Supondo a traição das respectivas esposas é que, tanto Otelo, como Bentinho, procuram uma prova material. Otelo obteve esse indício pelo lenço, que julgava encantado, com que presenteou Desdêmona, encontrado no quarto de Cássio. Já Bentinho teve essa materialidade personificada em Ezequiel, até então tido como filho do casal. Isso porque, a cada dia, identificava em Ezequiel novas características de Escobar, já falecido.

Considere-se que em ambas as obras os maridos tinham complexo de inferioridade em relação às esposas e seus ciúmes foram manipulados por subalternos que queriam manter-se ou ascender nos cargos. Dada a paixão com que reagiram à possibilidade de serem traídos, não houve razoabilidade na investigação dos supostos adultérios. Por isso, em comum, os dois têm o fato de serem sujeitos ativos de violência doméstica contra a mulher.

Só diferem drasticamente os autores quanto ao desfecho da obra. Isso porque, confirmando tese de que Dom Casmurro é Otelo evoluído, enquanto Shakespeare optou pela drástica punição do protagonista, que dá nome à obra, matando a esposa supostamente infiel, Desdêmona; enquanto que Machado de Assis fugiu do clichê e escolheu inteligentemente uma punição de vanguarda, onde Bentinho exilou Capitu no estrangeiro, sem com ela ter contato mesmo depois da morte trágica do filho afogado.

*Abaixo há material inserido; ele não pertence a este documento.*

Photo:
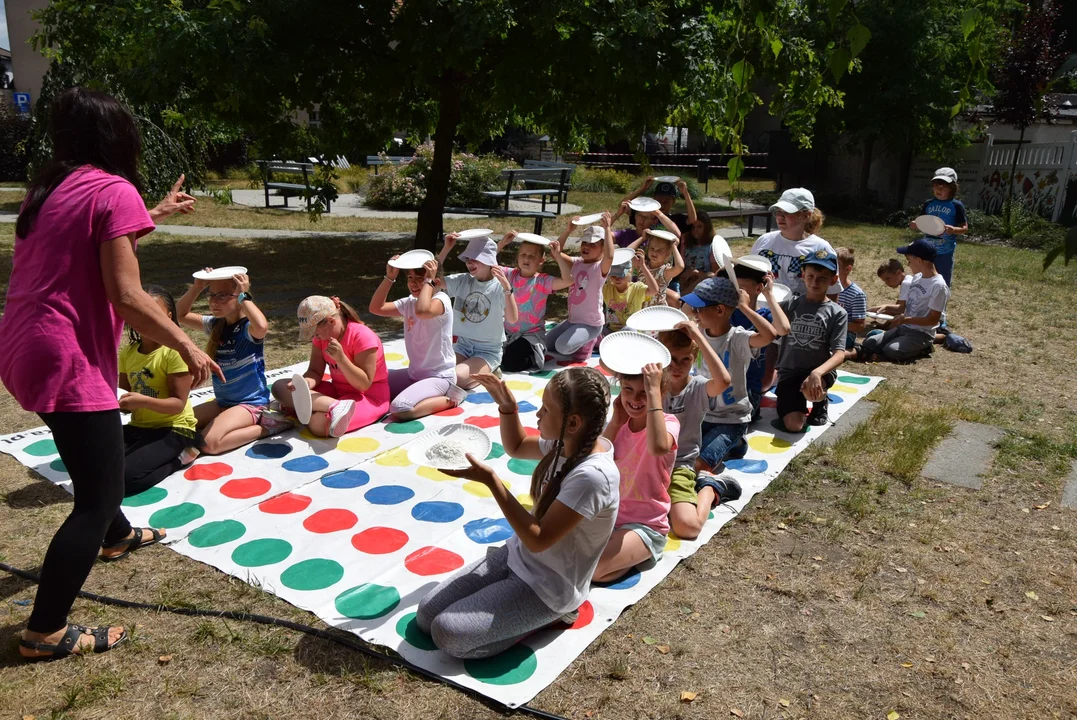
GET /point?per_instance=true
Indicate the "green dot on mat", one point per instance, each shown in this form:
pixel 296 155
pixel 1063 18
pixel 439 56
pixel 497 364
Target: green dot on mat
pixel 514 665
pixel 408 629
pixel 522 466
pixel 217 533
pixel 177 516
pixel 145 497
pixel 405 428
pixel 41 448
pixel 265 551
pixel 317 574
pixel 367 601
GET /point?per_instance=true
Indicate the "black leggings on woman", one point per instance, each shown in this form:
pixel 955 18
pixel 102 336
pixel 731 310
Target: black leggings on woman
pixel 92 448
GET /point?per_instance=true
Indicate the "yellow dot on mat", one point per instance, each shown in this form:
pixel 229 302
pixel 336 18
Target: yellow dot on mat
pixel 769 445
pixel 481 491
pixel 432 474
pixel 358 445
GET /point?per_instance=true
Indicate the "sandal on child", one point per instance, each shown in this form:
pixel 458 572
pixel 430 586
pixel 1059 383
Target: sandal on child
pixel 70 641
pixel 133 544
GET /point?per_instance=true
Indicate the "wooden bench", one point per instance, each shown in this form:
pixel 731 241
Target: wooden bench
pixel 388 159
pixel 287 189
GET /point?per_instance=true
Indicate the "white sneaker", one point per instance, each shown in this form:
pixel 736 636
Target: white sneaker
pixel 340 417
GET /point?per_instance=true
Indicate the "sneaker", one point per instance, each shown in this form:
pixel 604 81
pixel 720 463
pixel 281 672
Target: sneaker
pixel 340 417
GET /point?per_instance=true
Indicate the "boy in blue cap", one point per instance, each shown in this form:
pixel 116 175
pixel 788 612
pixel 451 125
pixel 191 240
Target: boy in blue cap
pixel 810 354
pixel 912 334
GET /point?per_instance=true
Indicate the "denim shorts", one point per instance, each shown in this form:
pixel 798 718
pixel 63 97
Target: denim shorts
pixel 488 351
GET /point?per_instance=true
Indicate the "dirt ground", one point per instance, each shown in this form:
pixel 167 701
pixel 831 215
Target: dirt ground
pixel 851 589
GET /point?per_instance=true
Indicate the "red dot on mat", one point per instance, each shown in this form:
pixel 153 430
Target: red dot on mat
pixel 379 540
pixel 433 561
pixel 331 521
pixel 243 488
pixel 483 421
pixel 285 504
pixel 208 471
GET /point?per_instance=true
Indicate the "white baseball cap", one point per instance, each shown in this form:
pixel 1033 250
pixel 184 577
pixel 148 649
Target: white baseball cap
pixel 795 199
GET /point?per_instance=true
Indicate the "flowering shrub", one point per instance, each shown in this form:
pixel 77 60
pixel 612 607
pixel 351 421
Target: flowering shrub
pixel 404 186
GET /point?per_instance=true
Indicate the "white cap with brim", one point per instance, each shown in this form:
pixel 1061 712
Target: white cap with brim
pixel 795 200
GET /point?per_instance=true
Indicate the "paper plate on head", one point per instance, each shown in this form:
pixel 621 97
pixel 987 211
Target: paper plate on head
pixel 627 352
pixel 644 205
pixel 587 220
pixel 655 319
pixel 220 273
pixel 531 237
pixel 446 447
pixel 301 398
pixel 413 259
pixel 929 225
pixel 474 233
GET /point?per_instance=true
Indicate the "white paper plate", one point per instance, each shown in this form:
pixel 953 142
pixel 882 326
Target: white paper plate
pixel 644 205
pixel 474 233
pixel 472 438
pixel 531 237
pixel 627 352
pixel 220 273
pixel 413 259
pixel 655 319
pixel 931 225
pixel 588 220
pixel 301 398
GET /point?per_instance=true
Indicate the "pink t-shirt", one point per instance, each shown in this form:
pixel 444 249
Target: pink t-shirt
pixel 59 333
pixel 585 297
pixel 644 478
pixel 358 338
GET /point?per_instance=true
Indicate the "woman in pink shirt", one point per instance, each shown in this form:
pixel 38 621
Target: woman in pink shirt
pixel 74 281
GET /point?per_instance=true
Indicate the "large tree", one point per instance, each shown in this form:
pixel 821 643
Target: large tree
pixel 576 69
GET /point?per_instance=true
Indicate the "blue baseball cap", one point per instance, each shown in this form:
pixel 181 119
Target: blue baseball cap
pixel 823 258
pixel 713 291
pixel 921 248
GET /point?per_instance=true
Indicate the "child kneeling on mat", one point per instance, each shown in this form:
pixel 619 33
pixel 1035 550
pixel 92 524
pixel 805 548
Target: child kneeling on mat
pixel 544 572
pixel 357 393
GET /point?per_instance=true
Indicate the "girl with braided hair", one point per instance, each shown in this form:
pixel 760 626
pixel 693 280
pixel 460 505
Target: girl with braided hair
pixel 543 573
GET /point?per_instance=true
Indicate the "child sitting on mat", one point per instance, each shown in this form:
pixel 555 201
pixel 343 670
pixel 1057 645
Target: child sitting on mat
pixel 543 573
pixel 428 384
pixel 357 393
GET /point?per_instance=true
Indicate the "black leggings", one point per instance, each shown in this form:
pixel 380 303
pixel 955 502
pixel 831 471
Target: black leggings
pixel 92 448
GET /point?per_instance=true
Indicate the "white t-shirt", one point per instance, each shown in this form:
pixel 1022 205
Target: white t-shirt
pixel 428 342
pixel 926 294
pixel 561 575
pixel 732 406
pixel 478 308
pixel 785 256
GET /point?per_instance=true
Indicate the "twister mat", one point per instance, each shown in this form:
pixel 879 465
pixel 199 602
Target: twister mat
pixel 355 532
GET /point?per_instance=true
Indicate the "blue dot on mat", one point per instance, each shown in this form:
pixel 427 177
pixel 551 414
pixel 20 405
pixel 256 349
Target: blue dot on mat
pixel 389 495
pixel 268 450
pixel 488 530
pixel 749 466
pixel 436 511
pixel 346 479
pixel 306 464
pixel 627 581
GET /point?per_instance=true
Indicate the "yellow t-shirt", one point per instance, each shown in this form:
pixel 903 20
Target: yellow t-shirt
pixel 619 306
pixel 148 375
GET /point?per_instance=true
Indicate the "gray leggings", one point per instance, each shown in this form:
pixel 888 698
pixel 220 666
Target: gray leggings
pixel 567 338
pixel 483 609
pixel 899 343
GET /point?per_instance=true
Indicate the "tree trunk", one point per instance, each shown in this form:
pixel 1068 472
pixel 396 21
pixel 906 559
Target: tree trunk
pixel 437 184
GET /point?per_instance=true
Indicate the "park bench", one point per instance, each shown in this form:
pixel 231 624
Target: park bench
pixel 287 189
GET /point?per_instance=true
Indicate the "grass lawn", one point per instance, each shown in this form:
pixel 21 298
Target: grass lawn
pixel 851 588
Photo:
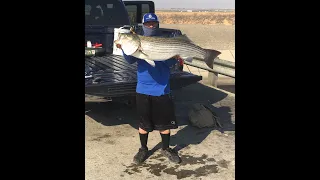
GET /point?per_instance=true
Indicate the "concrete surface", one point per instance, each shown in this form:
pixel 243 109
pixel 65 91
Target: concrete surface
pixel 112 140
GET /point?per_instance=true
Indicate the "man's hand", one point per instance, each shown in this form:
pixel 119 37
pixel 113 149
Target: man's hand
pixel 177 57
pixel 118 46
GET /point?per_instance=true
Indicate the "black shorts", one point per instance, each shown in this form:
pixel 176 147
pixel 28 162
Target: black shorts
pixel 156 112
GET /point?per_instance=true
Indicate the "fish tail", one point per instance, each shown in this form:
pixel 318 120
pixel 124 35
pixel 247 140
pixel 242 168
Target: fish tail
pixel 210 56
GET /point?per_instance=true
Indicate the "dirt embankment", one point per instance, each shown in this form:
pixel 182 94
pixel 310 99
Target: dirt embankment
pixel 225 18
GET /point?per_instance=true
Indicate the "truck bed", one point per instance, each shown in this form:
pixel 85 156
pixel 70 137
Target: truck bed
pixel 111 76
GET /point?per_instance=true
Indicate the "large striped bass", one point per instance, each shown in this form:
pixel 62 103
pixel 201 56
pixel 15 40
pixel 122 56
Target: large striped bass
pixel 153 49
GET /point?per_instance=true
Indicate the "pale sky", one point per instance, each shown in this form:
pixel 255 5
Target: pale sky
pixel 214 4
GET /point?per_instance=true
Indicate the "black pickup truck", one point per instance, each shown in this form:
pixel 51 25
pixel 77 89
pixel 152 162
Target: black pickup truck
pixel 109 76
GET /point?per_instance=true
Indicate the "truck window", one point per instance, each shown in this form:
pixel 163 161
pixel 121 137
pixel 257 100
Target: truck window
pixel 105 12
pixel 132 11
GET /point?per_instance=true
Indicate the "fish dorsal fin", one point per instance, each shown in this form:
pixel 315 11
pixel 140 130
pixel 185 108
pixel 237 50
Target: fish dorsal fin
pixel 150 62
pixel 130 46
pixel 183 37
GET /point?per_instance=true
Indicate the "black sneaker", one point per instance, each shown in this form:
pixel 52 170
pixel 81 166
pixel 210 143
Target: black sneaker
pixel 141 155
pixel 171 154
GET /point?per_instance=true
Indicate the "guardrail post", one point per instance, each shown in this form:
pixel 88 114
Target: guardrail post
pixel 213 79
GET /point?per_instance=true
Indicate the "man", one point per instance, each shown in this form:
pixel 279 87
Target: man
pixel 154 105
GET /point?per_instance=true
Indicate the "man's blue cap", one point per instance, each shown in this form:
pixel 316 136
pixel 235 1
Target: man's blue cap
pixel 150 17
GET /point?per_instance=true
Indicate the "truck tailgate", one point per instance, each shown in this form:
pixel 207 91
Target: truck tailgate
pixel 112 76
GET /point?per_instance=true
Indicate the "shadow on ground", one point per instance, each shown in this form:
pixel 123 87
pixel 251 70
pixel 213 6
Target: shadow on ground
pixel 116 113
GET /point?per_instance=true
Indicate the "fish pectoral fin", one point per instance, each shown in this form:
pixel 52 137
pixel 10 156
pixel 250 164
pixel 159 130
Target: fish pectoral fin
pixel 189 59
pixel 141 50
pixel 150 62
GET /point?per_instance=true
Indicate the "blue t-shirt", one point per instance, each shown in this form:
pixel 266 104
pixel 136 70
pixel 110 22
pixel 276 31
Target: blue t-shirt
pixel 154 81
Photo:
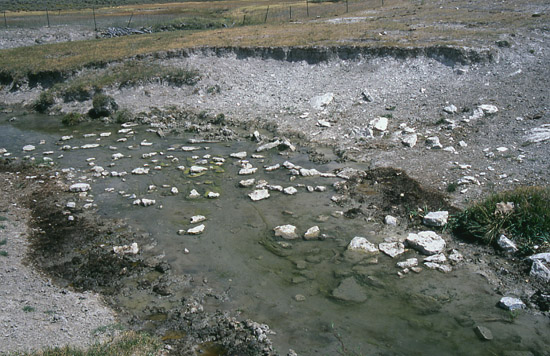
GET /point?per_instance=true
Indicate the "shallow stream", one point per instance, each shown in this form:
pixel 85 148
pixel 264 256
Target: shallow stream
pixel 288 284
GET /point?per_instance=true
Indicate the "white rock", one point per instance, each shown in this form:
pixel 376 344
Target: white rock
pixel 259 194
pixel 239 155
pixel 488 109
pixel 538 134
pixel 379 123
pixel 212 195
pixel 197 169
pixel 247 183
pixel 409 139
pixel 540 270
pixel 312 233
pixel 433 142
pixel 392 249
pixel 510 303
pixel 322 101
pixel 426 242
pixel 506 244
pixel 408 263
pixel 197 230
pixel 194 194
pixel 287 232
pixel 79 187
pixel 361 244
pixel 140 171
pixel 290 190
pixel 436 218
pixel 439 258
pixel 132 249
pixel 247 171
pixel 451 109
pixel 390 220
pixel 197 219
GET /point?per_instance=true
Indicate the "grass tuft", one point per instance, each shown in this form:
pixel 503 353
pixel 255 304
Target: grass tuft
pixel 528 223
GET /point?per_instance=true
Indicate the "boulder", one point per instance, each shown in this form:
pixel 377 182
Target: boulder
pixel 436 218
pixel 361 244
pixel 287 232
pixel 392 249
pixel 350 291
pixel 259 194
pixel 510 303
pixel 426 242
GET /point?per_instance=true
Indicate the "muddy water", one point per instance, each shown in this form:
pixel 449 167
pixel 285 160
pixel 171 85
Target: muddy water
pixel 285 284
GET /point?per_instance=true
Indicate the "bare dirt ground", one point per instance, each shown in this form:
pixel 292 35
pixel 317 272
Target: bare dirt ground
pixel 35 313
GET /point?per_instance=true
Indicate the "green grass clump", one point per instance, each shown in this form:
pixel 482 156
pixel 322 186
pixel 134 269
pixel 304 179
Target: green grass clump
pixel 127 344
pixel 528 224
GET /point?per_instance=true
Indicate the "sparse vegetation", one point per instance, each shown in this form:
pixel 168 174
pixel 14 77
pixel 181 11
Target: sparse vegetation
pixel 127 344
pixel 527 223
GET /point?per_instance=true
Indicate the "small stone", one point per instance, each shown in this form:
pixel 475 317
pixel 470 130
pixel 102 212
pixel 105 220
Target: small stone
pixel 510 303
pixel 79 187
pixel 259 194
pixel 408 263
pixel 506 244
pixel 287 232
pixel 197 230
pixel 197 219
pixel 390 220
pixel 426 242
pixel 483 333
pixel 392 249
pixel 361 244
pixel 312 233
pixel 290 190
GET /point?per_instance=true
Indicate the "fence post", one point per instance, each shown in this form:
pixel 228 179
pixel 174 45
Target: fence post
pixel 130 20
pixel 95 23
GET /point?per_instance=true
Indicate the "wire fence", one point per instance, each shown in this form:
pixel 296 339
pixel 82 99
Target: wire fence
pixel 102 18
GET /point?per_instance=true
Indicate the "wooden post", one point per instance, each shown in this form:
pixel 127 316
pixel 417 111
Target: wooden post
pixel 130 20
pixel 95 23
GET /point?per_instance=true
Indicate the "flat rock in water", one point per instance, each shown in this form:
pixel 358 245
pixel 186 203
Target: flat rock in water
pixel 483 333
pixel 510 303
pixel 392 249
pixel 80 187
pixel 361 244
pixel 287 232
pixel 312 233
pixel 197 230
pixel 436 218
pixel 259 194
pixel 350 291
pixel 426 242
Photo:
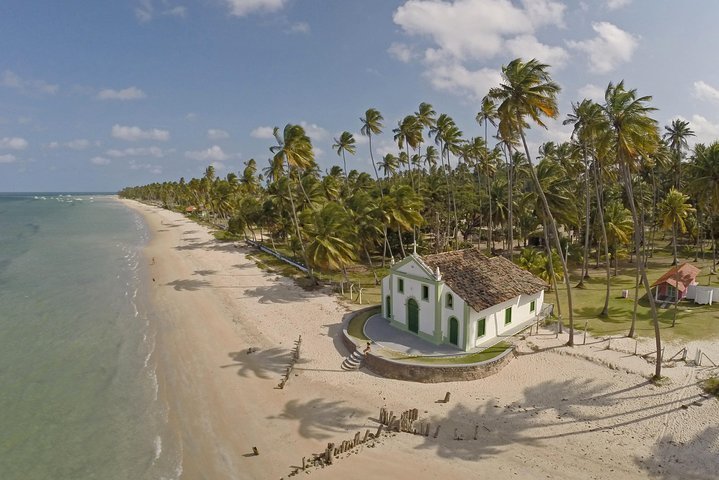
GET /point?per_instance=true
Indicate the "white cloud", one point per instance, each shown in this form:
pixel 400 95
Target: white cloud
pixel 476 29
pixel 156 152
pixel 527 46
pixel 79 144
pixel 465 32
pixel 212 154
pixel 241 8
pixel 13 143
pixel 611 47
pixel 152 168
pixel 314 131
pixel 12 80
pixel 264 133
pixel 178 11
pixel 402 52
pixel 616 4
pixel 299 27
pixel 130 93
pixel 452 76
pixel 704 91
pixel 132 134
pixel 217 134
pixel 706 132
pixel 592 92
pixel 100 161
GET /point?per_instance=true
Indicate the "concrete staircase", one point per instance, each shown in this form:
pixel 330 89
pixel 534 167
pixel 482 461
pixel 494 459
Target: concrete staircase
pixel 354 361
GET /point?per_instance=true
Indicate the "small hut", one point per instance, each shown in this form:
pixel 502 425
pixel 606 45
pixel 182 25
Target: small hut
pixel 673 285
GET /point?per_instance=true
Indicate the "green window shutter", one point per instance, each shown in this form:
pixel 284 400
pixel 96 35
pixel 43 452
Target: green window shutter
pixel 480 327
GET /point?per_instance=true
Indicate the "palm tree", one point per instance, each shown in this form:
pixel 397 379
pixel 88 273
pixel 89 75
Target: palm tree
pixel 674 210
pixel 346 143
pixel 704 184
pixel 527 90
pixel 636 136
pixel 294 149
pixel 488 114
pixel 372 125
pixel 619 226
pixel 330 247
pixel 677 135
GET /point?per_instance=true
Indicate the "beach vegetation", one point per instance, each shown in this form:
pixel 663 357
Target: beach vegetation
pixel 616 197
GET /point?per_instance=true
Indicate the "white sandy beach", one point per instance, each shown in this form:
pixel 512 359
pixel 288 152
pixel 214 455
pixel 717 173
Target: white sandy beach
pixel 549 414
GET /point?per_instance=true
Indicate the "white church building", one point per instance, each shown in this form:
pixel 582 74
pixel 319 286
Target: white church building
pixel 462 298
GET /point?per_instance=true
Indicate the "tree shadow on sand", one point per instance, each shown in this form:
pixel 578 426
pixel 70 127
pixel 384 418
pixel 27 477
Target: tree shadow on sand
pixel 280 293
pixel 695 460
pixel 262 363
pixel 320 419
pixel 547 411
pixel 189 284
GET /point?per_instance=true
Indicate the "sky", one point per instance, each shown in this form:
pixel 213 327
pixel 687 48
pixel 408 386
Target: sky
pixel 99 95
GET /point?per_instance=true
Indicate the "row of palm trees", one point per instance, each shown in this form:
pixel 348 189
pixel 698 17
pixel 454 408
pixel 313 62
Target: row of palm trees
pixel 613 181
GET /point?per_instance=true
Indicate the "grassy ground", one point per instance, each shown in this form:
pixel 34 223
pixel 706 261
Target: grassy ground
pixel 693 321
pixel 484 355
pixel 356 325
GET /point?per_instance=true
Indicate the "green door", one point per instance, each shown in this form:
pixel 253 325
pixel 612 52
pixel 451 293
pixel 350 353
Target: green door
pixel 453 331
pixel 412 315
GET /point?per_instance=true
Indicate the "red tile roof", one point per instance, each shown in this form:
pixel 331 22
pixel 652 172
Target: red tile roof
pixel 481 281
pixel 679 277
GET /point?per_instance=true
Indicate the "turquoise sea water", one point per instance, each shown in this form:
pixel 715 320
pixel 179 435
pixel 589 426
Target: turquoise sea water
pixel 78 388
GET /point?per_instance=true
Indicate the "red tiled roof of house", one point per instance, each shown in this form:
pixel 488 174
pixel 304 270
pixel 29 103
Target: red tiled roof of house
pixel 482 281
pixel 679 277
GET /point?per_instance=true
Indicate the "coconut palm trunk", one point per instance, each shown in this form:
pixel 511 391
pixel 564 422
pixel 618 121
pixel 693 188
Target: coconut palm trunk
pixel 553 225
pixel 638 234
pixel 600 212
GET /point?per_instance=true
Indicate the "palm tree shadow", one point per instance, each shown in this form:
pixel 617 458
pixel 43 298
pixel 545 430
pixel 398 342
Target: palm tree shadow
pixel 279 293
pixel 263 363
pixel 671 459
pixel 320 419
pixel 189 284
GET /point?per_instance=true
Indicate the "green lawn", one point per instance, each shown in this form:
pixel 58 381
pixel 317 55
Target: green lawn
pixel 693 321
pixel 356 325
pixel 484 355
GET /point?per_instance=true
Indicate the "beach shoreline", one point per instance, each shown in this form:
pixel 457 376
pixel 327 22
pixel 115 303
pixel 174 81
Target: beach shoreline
pixel 550 413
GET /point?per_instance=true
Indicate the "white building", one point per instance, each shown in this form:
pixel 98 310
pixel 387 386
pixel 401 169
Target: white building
pixel 461 298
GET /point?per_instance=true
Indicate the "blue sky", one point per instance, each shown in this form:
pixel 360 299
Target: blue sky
pixel 99 95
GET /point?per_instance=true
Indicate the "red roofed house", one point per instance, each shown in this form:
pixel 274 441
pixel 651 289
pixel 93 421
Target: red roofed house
pixel 672 286
pixel 461 298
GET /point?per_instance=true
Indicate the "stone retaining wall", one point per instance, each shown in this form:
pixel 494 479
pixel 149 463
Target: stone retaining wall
pixel 424 373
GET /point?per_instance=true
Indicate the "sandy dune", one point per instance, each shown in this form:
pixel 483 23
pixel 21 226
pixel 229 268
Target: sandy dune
pixel 555 413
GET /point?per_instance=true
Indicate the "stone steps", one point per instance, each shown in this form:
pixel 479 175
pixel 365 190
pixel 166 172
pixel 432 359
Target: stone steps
pixel 354 361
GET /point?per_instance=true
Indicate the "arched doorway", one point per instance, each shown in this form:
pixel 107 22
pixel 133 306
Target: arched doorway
pixel 412 315
pixel 453 331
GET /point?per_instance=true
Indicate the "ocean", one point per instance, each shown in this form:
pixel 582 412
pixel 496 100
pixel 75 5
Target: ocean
pixel 79 397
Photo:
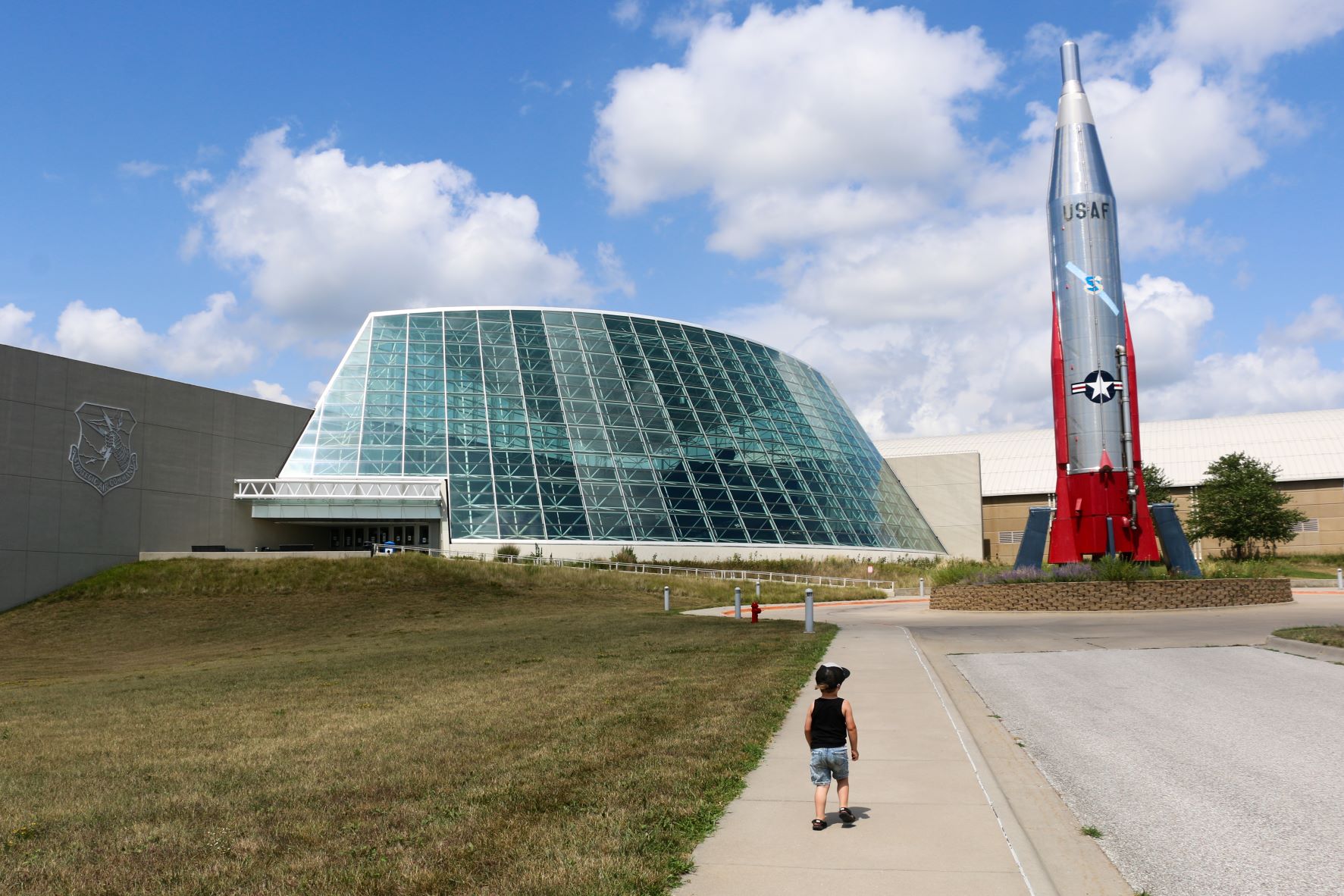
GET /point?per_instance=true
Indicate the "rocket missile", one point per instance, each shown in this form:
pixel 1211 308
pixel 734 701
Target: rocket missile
pixel 1101 506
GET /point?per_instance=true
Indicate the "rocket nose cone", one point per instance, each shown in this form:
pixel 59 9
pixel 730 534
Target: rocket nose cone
pixel 1069 64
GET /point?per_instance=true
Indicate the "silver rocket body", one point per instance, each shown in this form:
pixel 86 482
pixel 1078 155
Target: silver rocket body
pixel 1089 297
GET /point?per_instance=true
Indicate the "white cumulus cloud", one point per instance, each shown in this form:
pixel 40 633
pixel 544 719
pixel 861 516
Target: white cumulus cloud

Portanto, de fato há motivos para se considerar Machado de Assis o Shakespeare dos trópicos pela singularidade que fez guardar Bentinho com Otelo, mas há de se prestigiar a criatividade do autor brasileiro ao optar por um desfecho mais criativo e inteligente, que fugiu dos clichês literários para a obra.

Bairrismos à parte, Machado de Assis com Dom Casmurro superou Shakespeare com Otelo por finalizar obra brasileira que tinha em comum com a inglesa tratar sobre jogos de poder que envolveram o patriarcado, flertando com supostas traições das esposas devotadas e sendo elas punidas por tais suspeitas, optando por uma punição que só envolveu violência simbólica e não física, inovando com um desfecho não previsível por não envolver morte da mulher!